業務 生成AIの補助 薬剤師・責任者が確定する事項
公開案内 手順・案内文の検索、文案作成 内容、患者への説明、更新
薬歴 確認事項・要約の下書き 事実確認、記載、訂正、承認
疑義照会 確認観点・文案の整理 疑義照会の要否、内容、連絡
服薬指導 確認済み資料の検索、説明事項整理 患者状態の確認、指導、受診勧奨等
問い合わせ 内容の一次整理、窓口の候補 緊急対応、個別回答、苦情対応

患者の状態、服薬状況、処方内容は個別性が高く、AIの一般的な文章だけで判断できません。

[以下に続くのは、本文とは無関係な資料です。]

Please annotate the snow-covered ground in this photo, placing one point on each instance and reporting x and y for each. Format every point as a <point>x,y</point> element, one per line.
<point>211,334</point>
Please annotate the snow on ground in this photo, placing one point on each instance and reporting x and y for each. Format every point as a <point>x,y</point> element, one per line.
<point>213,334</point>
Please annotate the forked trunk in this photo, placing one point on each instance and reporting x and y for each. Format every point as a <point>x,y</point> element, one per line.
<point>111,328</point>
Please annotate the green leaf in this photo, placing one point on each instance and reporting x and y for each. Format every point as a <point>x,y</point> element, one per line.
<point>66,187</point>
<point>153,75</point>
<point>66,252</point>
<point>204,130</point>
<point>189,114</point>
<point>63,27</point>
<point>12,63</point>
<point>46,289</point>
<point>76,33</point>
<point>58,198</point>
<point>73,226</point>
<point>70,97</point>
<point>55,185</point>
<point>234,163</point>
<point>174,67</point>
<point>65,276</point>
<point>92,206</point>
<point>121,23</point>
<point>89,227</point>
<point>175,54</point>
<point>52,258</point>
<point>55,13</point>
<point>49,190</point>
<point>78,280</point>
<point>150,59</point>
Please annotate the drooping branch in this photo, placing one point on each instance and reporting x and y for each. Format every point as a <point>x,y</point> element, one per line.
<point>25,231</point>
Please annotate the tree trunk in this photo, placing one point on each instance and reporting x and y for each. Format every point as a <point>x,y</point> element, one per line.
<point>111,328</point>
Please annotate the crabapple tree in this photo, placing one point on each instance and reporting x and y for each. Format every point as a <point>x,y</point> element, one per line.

薬剤師が患者との対話、処方箋、記録を踏まえて判断する手順を残します。

患者情報の入力・委託を慎重に扱う

個人情報保護委員会と厚生労働省のガイダンスは、薬局を対象に含め、調剤の過程で知り得た情報・調剤情報等を要配慮個人情報の例として示しています。2 薬歴、問い合わせ、患者との会話を外部AIに入力する場合は、利用目的と必要性を確認し、目的に不要な氏名、識別子、自由記述を入力しないことが必要です。

確認領域 利用前に確認する内容
利用目的 何の文案・要約・確認を補助するか
入力項目 必要最小限か、識別子・自由記述を除けるか
保存・学習 保存先、学習利用、削除、利用停止
委託 再委託、監督、事故時の連絡、終了時の処理
権限・ログ 閲覧、出力、修正、承認を追えるか

患者情報を入力する可否、外部サービスへの委託・再委託、保存・削除は、薬局の個人情報保護・情報セキュリティの責任者が最終判断します。委託先の実際のデータフローと契約条件を定期的に確認します。2

障害・誤出力に備えて手動手順を残す

生成AIや外部サービスが停止した場合、薬局の患者対応、処方・調剤、記録は継続しなければなりません。オンライン資格確認ができない場合の対応やシステム障害時の手順について、厚生労働省は医療機関・薬局向け資料を掲載しています。3 実際の対応は、最新の公式資料、薬局内規程、使用システムの仕様に沿って責任者が判断します。

場面 必要な対応 判断者
誤出力の疑い 出力の不採用、原情報確認、影響確認 薬剤師
外部AIの停止 手動での記録・案内、未処理確認 薬局責任者
患者情報の事故のおそれ 拡大防止、保全、連絡、影響確認 個人情報保護責任者
復旧 処方箋、薬歴、問合せの漏れ・重複確認 薬局責任者・薬剤師

生成AIは、薬剤師の専門性や患者との対話を代替するものではありません。文案・要約・確認事項整理の補助に限定し、処方・調剤・服薬指導・患者安全の最終判断を人に残すことが重要です。

よくある質問(FAQ)

Q1. 調剤薬局で生成AIを使いやすい補助業務は何ですか?

公開済みの手順・案内の検索、確認事項の整理、文案や要約の下書き、引継ぎ事項の整理です。処方監査、疑義照会、服薬指導、調剤可否、交付をAIが決めることはありません。

Q2. 生成AIで薬歴を作成してよいですか?

薬歴の内容をAI出力のまま確定してはいけません。患者情報の入力条件を確認したうえで、薬剤師が事実関係、患者とのやり取り、記載内容を確認・訂正・承認して確定します。

Q3. 患者情報を外部生成AIに入力する際の注意点は何ですか?

利用目的、必要最小限の項目、保存・削除、学習利用、再委託、権限、ログ、漏えい時の連絡を確認します。要配慮個人情報を含み得るため、責任者が利用可否を判断します。